Autobauer Volvo will keine neuen Diesel-Motoren mehr entwickeln, und auch die Käufer zögern. Ganz abgeschrieben sind Diesel-Autos aber noch nicht.

Der schwedische Autobauer Volvo hat keine große Lust mehr auf Diesel: Vorstandschef Hakan Samuelsson verkündete, dass Unternehmen wolle keine neuen Dieselmotoren mehr entwickeln. Zwar hält der Autobauer an seinen bisherigen Motoren fest, komplette Neuentwicklungen sieht er jedoch nicht als zukunftsträchtig an: zu hoch seien die Kosten, um verbesserte Technologien zur Eindämmung der Stickoxidemissionen zu entwickeln. 

Auch an anderer Stelle sieht es nicht so gut aus, vor allem für ältere Diesel-Fahrzeuge. In Hamburg gibt es Pläne für einige "dieselfreie Zonen", und auch in Stuttgart könnte es ab 2018 ein zeitweises Fahrverbot geben.
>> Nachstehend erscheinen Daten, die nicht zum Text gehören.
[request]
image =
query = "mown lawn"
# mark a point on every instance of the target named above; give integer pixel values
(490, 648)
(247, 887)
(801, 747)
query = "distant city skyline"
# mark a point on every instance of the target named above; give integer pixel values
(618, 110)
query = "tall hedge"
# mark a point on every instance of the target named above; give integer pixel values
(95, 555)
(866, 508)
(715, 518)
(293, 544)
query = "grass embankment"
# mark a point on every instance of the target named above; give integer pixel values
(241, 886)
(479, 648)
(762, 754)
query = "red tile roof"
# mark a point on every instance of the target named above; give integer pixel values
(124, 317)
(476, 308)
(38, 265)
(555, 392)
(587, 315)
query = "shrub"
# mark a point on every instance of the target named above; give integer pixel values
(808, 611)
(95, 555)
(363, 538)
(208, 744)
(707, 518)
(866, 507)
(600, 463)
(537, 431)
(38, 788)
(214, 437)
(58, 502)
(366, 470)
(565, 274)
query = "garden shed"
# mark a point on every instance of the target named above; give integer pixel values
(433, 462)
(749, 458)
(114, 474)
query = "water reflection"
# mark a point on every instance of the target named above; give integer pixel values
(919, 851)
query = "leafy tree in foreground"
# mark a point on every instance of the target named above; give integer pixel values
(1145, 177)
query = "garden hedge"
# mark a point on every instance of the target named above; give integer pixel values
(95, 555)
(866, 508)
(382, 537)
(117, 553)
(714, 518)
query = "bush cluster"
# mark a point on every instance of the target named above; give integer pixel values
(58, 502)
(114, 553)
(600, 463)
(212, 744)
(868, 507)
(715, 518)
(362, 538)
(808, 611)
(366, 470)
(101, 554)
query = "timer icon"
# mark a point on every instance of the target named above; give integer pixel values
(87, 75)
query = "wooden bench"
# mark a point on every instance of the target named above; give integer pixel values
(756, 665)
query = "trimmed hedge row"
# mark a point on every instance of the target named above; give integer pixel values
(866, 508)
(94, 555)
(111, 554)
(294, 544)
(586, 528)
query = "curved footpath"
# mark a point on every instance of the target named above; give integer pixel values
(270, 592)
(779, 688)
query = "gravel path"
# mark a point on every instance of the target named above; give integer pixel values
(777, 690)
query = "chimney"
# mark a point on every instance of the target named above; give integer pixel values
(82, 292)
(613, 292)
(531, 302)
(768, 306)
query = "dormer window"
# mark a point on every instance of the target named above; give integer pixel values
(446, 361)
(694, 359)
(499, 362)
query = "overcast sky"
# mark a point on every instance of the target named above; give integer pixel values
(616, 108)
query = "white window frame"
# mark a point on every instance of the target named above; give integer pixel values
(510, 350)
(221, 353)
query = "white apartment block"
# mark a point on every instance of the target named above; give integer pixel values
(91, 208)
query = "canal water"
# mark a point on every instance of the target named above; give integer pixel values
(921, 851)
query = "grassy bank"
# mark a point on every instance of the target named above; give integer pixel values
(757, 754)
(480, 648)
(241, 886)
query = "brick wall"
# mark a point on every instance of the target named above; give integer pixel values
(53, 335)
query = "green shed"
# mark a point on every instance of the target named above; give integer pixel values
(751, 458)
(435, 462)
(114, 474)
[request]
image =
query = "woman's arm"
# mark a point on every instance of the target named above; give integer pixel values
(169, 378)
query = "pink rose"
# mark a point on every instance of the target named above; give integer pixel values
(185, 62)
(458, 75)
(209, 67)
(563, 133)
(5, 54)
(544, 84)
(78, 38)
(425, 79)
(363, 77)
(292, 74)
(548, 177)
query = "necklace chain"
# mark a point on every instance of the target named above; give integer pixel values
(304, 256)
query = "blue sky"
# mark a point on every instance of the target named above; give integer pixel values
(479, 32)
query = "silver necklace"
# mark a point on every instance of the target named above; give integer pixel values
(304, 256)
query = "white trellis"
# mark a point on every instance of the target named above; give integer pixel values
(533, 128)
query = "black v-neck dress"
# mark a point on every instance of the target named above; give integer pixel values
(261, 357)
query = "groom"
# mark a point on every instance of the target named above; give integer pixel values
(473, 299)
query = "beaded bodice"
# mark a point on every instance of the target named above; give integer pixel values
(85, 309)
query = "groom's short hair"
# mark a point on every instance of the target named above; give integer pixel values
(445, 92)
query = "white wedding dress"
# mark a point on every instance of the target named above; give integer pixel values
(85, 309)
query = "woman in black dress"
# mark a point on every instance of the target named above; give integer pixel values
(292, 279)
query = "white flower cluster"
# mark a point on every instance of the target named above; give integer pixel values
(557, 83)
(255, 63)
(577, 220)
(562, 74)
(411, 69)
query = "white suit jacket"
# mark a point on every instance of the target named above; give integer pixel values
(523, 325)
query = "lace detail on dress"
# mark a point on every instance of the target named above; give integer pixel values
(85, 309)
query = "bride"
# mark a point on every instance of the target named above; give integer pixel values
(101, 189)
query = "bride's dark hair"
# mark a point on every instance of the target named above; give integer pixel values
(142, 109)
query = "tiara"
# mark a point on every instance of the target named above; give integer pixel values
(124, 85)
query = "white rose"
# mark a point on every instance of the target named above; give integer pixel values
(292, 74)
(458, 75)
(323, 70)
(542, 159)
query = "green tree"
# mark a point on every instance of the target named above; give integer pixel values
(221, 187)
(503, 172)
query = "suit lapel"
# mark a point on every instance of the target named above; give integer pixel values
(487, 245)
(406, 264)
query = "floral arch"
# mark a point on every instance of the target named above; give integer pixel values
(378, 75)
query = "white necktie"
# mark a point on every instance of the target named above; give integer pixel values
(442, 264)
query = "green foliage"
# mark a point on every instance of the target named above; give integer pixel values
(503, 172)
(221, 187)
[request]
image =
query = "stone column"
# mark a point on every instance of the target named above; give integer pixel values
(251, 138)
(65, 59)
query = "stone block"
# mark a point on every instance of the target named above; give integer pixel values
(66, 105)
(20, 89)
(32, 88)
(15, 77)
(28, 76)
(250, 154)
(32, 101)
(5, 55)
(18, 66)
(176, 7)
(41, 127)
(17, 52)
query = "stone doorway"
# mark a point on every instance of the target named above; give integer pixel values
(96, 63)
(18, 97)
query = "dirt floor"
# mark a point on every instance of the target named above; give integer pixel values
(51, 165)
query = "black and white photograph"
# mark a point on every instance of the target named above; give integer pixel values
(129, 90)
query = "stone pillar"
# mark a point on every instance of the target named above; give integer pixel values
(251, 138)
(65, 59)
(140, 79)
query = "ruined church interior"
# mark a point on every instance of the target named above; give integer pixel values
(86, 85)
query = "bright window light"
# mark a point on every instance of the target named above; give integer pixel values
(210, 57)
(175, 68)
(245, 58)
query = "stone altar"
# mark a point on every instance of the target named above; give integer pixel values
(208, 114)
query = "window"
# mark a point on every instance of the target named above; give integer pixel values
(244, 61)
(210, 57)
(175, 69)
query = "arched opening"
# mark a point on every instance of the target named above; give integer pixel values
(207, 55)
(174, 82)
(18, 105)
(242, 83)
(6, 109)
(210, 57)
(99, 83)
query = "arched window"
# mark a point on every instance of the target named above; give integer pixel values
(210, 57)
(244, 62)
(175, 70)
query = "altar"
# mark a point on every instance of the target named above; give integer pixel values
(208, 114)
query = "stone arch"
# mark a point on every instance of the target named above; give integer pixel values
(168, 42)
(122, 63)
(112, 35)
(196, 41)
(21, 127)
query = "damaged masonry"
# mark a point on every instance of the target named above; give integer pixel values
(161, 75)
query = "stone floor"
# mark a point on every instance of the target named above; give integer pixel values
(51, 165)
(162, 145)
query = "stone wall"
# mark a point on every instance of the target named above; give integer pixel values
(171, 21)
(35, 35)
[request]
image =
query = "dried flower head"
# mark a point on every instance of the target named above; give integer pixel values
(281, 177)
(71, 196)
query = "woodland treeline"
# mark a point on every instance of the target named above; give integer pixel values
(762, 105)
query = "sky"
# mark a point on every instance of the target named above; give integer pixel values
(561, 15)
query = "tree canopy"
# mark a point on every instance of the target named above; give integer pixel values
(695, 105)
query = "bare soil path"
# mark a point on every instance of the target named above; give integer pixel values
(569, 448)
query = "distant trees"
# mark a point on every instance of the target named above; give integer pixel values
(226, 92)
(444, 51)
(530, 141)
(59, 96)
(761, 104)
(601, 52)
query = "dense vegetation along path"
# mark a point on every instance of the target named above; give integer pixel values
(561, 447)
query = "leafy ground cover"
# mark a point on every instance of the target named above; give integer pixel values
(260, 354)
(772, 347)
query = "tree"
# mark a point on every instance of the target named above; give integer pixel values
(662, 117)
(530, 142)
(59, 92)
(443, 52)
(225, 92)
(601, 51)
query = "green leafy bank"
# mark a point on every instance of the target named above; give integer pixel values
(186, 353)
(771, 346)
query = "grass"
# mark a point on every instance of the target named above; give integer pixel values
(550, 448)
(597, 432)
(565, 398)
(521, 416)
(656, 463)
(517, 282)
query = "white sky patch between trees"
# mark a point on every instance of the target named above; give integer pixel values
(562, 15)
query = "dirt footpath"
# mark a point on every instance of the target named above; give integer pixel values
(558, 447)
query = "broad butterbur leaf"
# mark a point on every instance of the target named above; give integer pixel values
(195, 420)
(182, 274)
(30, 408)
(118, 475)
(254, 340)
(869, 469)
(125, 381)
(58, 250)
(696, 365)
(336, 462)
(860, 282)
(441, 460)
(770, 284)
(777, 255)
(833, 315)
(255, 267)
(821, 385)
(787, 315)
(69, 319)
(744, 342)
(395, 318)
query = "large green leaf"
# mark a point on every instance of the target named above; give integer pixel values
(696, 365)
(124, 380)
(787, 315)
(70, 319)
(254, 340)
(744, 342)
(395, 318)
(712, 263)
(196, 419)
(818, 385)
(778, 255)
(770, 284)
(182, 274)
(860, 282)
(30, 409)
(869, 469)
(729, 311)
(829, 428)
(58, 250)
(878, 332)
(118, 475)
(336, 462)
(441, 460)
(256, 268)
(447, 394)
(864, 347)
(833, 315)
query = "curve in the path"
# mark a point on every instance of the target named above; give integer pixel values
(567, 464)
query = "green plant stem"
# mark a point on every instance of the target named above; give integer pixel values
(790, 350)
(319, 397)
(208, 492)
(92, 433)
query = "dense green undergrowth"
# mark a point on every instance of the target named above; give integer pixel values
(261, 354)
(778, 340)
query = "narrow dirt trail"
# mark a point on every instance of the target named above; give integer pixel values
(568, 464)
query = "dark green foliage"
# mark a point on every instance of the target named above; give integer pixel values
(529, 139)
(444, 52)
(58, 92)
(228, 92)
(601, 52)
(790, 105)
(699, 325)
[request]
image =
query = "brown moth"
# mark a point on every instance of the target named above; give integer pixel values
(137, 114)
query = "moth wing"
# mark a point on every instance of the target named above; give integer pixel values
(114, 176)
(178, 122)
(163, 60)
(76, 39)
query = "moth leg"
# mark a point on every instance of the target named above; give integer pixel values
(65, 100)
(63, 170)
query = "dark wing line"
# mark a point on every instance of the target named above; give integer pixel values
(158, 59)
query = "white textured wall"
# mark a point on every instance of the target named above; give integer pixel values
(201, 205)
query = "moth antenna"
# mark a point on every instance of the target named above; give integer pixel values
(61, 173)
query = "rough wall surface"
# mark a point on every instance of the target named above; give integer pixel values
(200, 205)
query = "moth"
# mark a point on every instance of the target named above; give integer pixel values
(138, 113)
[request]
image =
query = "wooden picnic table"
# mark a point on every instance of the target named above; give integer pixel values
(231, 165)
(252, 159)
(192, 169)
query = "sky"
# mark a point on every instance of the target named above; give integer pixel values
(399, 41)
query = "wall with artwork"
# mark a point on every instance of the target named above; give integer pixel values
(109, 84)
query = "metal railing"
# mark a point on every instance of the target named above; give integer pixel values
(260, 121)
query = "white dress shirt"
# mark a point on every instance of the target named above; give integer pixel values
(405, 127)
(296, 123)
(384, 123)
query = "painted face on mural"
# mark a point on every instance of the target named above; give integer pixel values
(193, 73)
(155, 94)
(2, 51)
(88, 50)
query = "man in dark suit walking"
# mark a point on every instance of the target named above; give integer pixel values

Grund sind die hohen Feinstaubbelastungen. Aber ist der Diesel damit wirklich angezählt? Oder lohnt sich der Kauf vielleicht doch?

Neuwagen kaum betroffen von Fahrverboten

Im Vergleich zum Vorjahr sind die Dieselverkäufe bei den Autohändlern eingebrochen. Einige schrecken vor eine Neuanschaffung zurück, aus Angst, den Wagen später nicht weiterverkaufen zu können oder doch aufrüsten zu müssen. Auch bei Neuwagen zeigt sich ein zögerliches Verhalten der Kunden. Für Silke Hahne ist das eigentlich paradox: Denn Neuwagen sind von möglichen Fahrverboten kaum betroffen. "Sie erfüllen eigentlich alle die Euro-6-Abgas-Norm."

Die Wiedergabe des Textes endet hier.